Invertir en Iberoamérica

Después de años de temor e incluso desbandada, los inversores vuelven a mirar a Iberoamérica, estimulados por un panorama económico alentador en algunos de sus países más importantes.Gran parte del cambio se debe a las empresas españolas presentes en la región. España, más allá de su relación histórica, tiene una situación de privilegio, siempre amenazada por Estados Unidos. Durante años, alentadas también por los Gobiernos locales, las compañías y bancos españoles apostaron fuerte y se hicieron con importantes conglomerados industriales y financieros.
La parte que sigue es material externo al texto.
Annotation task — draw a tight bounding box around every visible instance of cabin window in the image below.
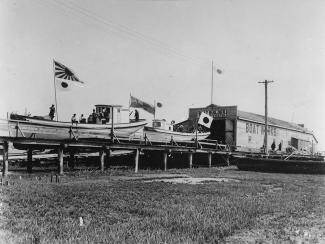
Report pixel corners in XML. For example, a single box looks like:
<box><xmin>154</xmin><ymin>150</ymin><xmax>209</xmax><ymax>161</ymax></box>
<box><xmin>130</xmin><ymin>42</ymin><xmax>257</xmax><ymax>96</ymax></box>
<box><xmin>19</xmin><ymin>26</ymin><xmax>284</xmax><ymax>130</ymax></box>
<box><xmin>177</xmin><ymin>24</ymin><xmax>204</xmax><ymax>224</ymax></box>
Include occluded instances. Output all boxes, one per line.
<box><xmin>152</xmin><ymin>121</ymin><xmax>161</xmax><ymax>127</ymax></box>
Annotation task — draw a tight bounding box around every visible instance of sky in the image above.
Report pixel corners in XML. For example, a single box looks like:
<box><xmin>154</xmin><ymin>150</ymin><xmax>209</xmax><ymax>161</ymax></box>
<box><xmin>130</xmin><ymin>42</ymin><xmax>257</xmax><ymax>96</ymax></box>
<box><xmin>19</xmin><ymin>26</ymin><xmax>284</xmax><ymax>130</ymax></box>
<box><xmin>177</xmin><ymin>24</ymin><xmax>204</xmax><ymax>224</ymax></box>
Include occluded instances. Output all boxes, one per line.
<box><xmin>0</xmin><ymin>0</ymin><xmax>325</xmax><ymax>150</ymax></box>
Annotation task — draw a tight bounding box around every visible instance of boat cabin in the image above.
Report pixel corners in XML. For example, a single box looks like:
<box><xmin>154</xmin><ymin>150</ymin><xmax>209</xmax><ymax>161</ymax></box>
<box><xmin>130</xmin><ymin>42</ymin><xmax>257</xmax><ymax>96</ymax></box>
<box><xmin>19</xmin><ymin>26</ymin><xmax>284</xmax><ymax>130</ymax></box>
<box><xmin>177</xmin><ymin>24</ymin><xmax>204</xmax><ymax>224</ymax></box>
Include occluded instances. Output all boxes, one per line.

Los conatos de diáspora han desaparecido ahora, en buena medida porque una parte importante de las cuentas de resultados y de los dividendos depende de los negocios latinoamericanos, donde las inversiones se hicieron más selectivas, aunque nunca se cerrara el grifo. En todo caso, la paciencia ha dado sus frutos y las empresas españolas vuelven a mirar con más interés en dirección a aquellos países. Los bancos Santander y BBVA y compañías como Repsol YPF, Telefónica y Endesa proyectan nuevas inversiones millonarias. Ello provoca un evidente efecto arrastre para firmas más pequeñas, que se cobijan a la sombra de los grandes grupos.

Las propias compañías reconocen que los riesgos siguen existiendo, se trate de la nacionalización de los hidrocarburos en Bolivia, el cambiante sector petrolero en Venezuela, la congelación de algunos servicios públicos en Argentina, el fracaso de integración en Mercosur o la persistente desigualdad económica, donde gran parte de la población vive bajo los umbrales de pobreza. Pero es una situación que obliga, más que invita, a que el Gobierno español aumente sus esfuerzos de implicación en la zona.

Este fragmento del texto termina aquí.